El capítulo, narrado desde la conciencia de Quentin –uno de los hermanos de la familia Compson de Mississippi–, muestra al joven que busca realizar un acto máximo que le permitiría escapar de las estructuras de su tiempo. Para eso, dedica un día completo, controlado en cada detalle, a aquella meta sola. Sin embargo, en el medio surge una anomalía. Aparece una pequeña excepción (o apertura) que le lleva a Quentin a cambiar el rumbo, a perderse y a perder el tiempo (aunque sólo temporariamente). Es durante ese episodio breve que se deja de escuchar el tic tac implacable del reloj. Es cierto que luego, a Quentin le vuelven a capturar las estructuras de norma, las fatales. Pero está la excepción: la niña italiana. Quentin la encuentra en la panadería. Le da comida y busca su hogar (la niña podría llamarse entonces Nostalgia, pero no tiene nombre en el texto). El joven con intenciones de ser el salvador termina siendo arrestado por el hermano de la chiquita (que sí tiene nombre, y es uno muy romano, muy cesariano: Julio) por haberla “robado”, como si una hermana fuere una pertenencia, una propiedad privada.
El episodio con la niña objeto –calificada así por el hermano y los hombres de la ley– parece ser un intento fallido de parte de Quentin de rehacer el “salvataje” que no pudo lograr para su propia hermana, Caddy, que cayó en desgracia al “perderse” en la promiscuidad. (Es cuestión aparte si Caddy realmente “necesitaba” aquella ayuda fraternal, pues cayó pero cayó también sobre sus propios pies, siguió para adelante, y de manera capaz, como cualquier héroe común.)
La voz del padre y de la hermana resuenan en la cabeza del joven Quentin a lo largo del día narrado en el capítulo: el honor femenino (la virginidad, el buen nombre, la estabilidad en el hogar) es algo que inventó el hombre. No tiene importancia, salvo por lo que quiere el hombre hacer con ella. Quentin encuentra por accidente a la niña italiana, solitaria, pobre, “negra, amistosa, e inescrutable”. Le da comida, quiere dar con su casa, y enfrenta al final un hermano que la reclama como propia. En todos estos movimientos reconocemos la lógica del señor Compson padre, que la mente de Quentin repite como una letanía. Eso está claro. Entonces la pregunta interesante es otra: ¿qué con la niña? ¿La niña que supuestamente no es más que propiedad del otro, qué hace por su cuenta? Veamos: es una chiquita perdida, aparentemente sin lengua (eso luego se revela como una decisión propia, verdaderamente propia, de ella), es pobre y desplazada, fuera de su casa y lejos de su entorno.

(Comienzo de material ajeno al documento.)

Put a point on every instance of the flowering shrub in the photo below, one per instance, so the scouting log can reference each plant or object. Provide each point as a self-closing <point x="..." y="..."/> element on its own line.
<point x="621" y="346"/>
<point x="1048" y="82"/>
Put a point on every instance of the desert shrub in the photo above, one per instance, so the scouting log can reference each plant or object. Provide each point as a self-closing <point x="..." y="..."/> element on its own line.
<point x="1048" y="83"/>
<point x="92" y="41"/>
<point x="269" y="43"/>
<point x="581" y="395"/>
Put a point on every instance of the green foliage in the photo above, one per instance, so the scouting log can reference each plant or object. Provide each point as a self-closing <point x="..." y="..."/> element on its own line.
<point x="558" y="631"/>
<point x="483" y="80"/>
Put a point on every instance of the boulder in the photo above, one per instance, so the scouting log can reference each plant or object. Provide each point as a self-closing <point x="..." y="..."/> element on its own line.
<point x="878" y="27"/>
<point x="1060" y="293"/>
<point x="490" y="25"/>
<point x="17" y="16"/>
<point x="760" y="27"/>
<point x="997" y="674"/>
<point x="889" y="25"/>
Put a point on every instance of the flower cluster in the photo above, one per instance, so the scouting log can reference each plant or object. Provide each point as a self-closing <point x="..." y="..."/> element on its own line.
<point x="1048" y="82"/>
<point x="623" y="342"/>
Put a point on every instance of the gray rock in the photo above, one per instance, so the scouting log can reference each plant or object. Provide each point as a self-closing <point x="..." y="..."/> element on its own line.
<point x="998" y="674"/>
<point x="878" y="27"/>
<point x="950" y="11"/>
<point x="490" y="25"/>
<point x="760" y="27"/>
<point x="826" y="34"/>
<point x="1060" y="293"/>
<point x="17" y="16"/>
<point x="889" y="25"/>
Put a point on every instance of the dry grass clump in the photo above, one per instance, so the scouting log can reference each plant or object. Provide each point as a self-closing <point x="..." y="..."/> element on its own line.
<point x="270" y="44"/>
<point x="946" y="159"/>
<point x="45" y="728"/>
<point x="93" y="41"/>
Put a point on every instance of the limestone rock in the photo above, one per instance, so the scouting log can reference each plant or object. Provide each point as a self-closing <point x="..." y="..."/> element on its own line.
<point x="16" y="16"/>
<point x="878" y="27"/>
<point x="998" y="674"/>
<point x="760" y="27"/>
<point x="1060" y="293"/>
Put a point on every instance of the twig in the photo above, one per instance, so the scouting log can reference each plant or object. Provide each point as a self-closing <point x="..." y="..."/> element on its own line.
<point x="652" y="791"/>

Es lo que es. Pero, como en el caso de Caddy –que es promiscua y queda sin casa, sin nombre, y sin “honor”– la pregunta más interesante o la que llevaría a algún descubrimiento nuevo, no es ¿qué es? sino, ¿qué hace?
La niña mira. Y no sólo mira, elige. Espera y elige. Tiene la moneda húmeda y sucia en la mano, y es suya la moneda, la entrega para comprar el pan elegido. La niña observa (con su mirada “negra e inescrutable y amistosa”) el accionar de los otros, y guarda su verdad para una ocasión que aun está por darse. ¿Víctima? Al contrario. Porque no se trata ni de víctima ni de lo opuesto, el victimario. Sino que –como la taza inclinada de Hume, como Saturno que esconde su luna fecunda, como el mago detrás de la cortina– la niña es un guiño: se la ve como ceguera, como incapacidad, como pérdida. Pero ella hace, cuando no la ves. O, a ver, fíjese de nuevo, a ver: ¿qué hace la niña?